Le succès crée rapidement ses propres obligations

Lorsqu'un jeu explose, les joueurs ne demandent pas longtemps s'il y aura une suite. Ils demandent ce qu'elle contiendra, quand elle arrivera et pourquoi elle n'est pas encore plus grande.

Palworld vient d'en fournir une démonstration assez parfaite. Après le lancement de la version 1.0 en juillet, John Buckley, responsable publishing et communications chez Pocketpair, a demandé à la communauté quelles idées elle aimerait voir explorées pour la 1.1.

Environ 1 700 réponses plus tard, il a fallu préciser les règles du jeu. Nouveau continent, vingt niveaux supplémentaires et autres chantiers de cette ampleur ne correspondent pas à l'ambition actuelle de la version 1.1. Pocketpair ne prévoit pas de passer un an à fabriquer une nouvelle mise à jour massive.

La 1.0 avait placé la barre dans une position impossible

Le problème vient en partie du succès même de Palworld 1.0. Cette version représentait l'aboutissement de plus de deux ans d'Early Access et devait nécessairement avoir des allures d'événement : nouvelles zones, nouveaux Pals, World Tree et quantité importante de changements.

Juste avant la sortie, Pocketpair annonçait que Palworld avait dépassé 40 millions de joueurs cumulés depuis son lancement initial.
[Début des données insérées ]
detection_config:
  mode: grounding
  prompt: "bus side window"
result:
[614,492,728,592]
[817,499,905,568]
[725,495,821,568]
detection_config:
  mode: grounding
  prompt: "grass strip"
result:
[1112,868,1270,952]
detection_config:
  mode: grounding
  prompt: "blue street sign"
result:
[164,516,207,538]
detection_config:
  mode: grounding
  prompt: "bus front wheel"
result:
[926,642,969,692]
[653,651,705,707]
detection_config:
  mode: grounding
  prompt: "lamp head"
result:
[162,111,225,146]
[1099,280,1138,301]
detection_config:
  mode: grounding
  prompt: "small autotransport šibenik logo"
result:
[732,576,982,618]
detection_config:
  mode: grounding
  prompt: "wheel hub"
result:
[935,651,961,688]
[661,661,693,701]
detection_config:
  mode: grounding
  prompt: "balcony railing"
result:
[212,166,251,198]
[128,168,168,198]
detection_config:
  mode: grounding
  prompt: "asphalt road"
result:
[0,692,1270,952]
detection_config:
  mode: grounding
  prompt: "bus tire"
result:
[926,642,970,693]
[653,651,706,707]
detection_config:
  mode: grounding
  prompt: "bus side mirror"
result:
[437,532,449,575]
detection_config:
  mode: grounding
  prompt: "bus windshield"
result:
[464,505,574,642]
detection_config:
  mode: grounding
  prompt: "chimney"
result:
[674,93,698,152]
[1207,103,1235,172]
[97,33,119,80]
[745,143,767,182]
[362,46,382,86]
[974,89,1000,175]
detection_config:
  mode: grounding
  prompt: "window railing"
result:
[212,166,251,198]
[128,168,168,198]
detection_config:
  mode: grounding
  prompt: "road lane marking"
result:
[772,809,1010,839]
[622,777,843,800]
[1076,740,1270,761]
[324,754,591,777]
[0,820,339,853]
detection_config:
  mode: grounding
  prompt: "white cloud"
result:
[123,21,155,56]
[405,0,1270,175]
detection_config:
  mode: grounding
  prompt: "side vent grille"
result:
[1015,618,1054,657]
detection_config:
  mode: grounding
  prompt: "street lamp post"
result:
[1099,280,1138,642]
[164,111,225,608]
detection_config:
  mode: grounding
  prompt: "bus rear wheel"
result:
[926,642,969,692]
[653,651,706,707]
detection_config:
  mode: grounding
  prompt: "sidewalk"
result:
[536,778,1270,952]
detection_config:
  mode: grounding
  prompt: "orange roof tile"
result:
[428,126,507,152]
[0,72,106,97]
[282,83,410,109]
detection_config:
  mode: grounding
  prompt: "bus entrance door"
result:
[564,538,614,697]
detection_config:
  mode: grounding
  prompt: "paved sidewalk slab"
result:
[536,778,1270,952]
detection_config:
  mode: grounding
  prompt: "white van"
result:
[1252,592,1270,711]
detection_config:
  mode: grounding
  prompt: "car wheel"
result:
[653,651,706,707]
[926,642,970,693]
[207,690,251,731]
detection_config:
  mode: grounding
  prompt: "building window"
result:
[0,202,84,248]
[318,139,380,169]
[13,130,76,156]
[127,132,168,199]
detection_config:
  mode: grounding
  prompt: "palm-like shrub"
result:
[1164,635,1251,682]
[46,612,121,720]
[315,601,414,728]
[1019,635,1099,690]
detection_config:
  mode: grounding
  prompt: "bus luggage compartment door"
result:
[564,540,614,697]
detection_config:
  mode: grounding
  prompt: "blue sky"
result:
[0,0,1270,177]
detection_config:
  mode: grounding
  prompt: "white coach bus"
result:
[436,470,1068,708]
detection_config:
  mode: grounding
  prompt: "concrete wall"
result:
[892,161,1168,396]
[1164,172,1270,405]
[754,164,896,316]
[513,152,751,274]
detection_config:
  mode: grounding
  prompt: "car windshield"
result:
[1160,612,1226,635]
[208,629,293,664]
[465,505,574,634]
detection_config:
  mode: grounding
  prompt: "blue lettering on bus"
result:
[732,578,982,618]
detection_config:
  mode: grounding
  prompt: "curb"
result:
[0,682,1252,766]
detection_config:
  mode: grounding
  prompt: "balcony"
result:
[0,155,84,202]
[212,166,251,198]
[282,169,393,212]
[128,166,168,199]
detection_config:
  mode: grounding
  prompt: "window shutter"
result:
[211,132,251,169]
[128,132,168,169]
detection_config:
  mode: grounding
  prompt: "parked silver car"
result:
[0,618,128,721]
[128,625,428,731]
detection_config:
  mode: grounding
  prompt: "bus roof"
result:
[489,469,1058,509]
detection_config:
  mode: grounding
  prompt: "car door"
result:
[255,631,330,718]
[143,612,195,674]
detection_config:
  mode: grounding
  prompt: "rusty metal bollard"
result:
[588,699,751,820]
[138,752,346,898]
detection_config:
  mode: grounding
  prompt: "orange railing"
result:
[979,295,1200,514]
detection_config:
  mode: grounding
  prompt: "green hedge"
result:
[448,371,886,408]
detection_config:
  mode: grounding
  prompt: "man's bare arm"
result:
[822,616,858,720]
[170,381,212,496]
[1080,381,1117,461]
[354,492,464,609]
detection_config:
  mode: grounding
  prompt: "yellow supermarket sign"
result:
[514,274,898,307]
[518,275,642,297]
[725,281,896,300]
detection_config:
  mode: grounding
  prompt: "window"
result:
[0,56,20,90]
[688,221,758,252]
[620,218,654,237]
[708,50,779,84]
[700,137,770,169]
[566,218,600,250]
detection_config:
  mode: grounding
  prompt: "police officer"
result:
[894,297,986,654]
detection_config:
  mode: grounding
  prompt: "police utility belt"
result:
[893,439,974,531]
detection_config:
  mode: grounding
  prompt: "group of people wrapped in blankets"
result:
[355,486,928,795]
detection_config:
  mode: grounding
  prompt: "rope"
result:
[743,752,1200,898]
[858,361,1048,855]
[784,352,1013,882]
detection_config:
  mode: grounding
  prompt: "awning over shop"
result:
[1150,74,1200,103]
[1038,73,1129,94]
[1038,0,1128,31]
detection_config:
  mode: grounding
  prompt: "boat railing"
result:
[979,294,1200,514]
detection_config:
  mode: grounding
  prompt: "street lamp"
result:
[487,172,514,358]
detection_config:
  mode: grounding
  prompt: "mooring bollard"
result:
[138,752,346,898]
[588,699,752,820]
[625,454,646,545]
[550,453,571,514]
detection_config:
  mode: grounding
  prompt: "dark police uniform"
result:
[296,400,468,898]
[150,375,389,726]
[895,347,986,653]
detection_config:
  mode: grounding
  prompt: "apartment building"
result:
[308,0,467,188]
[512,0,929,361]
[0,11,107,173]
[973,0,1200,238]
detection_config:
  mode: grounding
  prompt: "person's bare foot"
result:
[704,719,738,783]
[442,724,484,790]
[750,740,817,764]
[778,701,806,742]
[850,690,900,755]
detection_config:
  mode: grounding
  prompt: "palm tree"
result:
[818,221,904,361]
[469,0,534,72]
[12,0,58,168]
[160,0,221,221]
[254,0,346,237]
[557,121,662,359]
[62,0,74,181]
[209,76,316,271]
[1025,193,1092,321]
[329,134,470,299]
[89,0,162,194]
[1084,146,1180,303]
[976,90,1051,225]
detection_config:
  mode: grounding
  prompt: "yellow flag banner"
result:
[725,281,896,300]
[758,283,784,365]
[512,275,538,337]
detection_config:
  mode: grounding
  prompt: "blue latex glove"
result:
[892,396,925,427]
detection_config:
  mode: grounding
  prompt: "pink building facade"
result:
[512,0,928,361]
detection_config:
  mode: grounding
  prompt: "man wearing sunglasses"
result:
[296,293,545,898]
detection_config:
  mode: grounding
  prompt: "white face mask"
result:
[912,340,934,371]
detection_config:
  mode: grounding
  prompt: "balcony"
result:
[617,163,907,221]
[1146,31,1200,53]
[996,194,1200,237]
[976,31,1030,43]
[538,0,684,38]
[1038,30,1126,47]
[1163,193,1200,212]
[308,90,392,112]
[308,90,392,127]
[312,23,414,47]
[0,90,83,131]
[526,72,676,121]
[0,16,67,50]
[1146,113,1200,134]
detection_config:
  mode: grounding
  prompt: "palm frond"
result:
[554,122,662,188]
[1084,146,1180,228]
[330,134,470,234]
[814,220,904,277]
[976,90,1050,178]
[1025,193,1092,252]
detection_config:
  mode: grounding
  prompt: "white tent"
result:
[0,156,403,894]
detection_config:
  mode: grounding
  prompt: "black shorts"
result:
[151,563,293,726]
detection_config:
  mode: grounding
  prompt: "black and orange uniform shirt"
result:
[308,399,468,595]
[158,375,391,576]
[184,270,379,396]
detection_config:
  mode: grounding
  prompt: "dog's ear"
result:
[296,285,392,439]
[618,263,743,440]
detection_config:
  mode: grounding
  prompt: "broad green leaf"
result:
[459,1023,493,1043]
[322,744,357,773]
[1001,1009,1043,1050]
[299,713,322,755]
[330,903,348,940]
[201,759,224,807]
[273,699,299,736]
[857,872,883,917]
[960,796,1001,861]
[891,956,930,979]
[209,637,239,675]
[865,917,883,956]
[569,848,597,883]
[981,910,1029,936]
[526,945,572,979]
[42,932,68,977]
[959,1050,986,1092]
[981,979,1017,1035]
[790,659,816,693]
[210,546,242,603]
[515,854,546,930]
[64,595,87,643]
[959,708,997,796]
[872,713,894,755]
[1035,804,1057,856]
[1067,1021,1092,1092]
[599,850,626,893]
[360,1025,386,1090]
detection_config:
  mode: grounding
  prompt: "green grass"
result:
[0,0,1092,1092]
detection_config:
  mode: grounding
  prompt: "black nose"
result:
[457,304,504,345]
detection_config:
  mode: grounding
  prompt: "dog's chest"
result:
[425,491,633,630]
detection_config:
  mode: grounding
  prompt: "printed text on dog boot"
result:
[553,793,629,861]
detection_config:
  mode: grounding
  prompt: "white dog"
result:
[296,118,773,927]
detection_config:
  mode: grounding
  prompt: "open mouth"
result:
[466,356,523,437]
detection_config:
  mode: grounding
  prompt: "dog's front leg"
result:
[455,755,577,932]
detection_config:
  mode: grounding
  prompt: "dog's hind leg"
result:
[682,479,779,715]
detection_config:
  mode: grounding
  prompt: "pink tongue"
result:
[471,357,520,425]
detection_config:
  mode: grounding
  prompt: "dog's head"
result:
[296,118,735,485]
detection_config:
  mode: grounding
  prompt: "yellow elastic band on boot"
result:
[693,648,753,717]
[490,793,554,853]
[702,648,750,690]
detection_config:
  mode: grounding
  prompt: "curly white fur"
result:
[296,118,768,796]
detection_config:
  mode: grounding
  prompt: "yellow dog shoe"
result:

Quelques jours après la 1.0, le studio déclarait plus de 850 000 joueurs simultanés sur Steam.

Ces nombres sont des communications de Pocketpair, mais ils suffisent à expliquer la pression. Quand une mise à jour ramène autant de monde, chaque étape suivante risque d'être évaluée non pas sur ce qu'elle améliore mais sur sa capacité à recréer le même pic.

Dire non fait aussi partie de la gestion d'un jeu à succès

La clarification autour de la 1.1 est intéressante parce qu'elle intervient avant même l'annonce complète de la mise à jour. Pocketpair préfère réduire l'amplitude des attentes plutôt que laisser s'installer pendant plusieurs mois l'idée d'un second lancement de la taille de la 1.0.

C'est une discipline difficile pour un studio qui pourrait facilement alimenter la machine à promesses. Palworld possède une audience immense, une identité immédiatement reconnaissable et désormais plusieurs extensions de marque autour de lui. Chaque hypothèse spectaculaire peut devenir une attente en quelques captures d'écran.

En fixant lui-même une limite, Pocketpair essaie surtout d'éviter un piège fréquent : transformer un jeu vivant en abonnement implicite à l'escalade, où chaque mise à jour doit être plus grande que la précédente sous peine d'être décrite comme un recul.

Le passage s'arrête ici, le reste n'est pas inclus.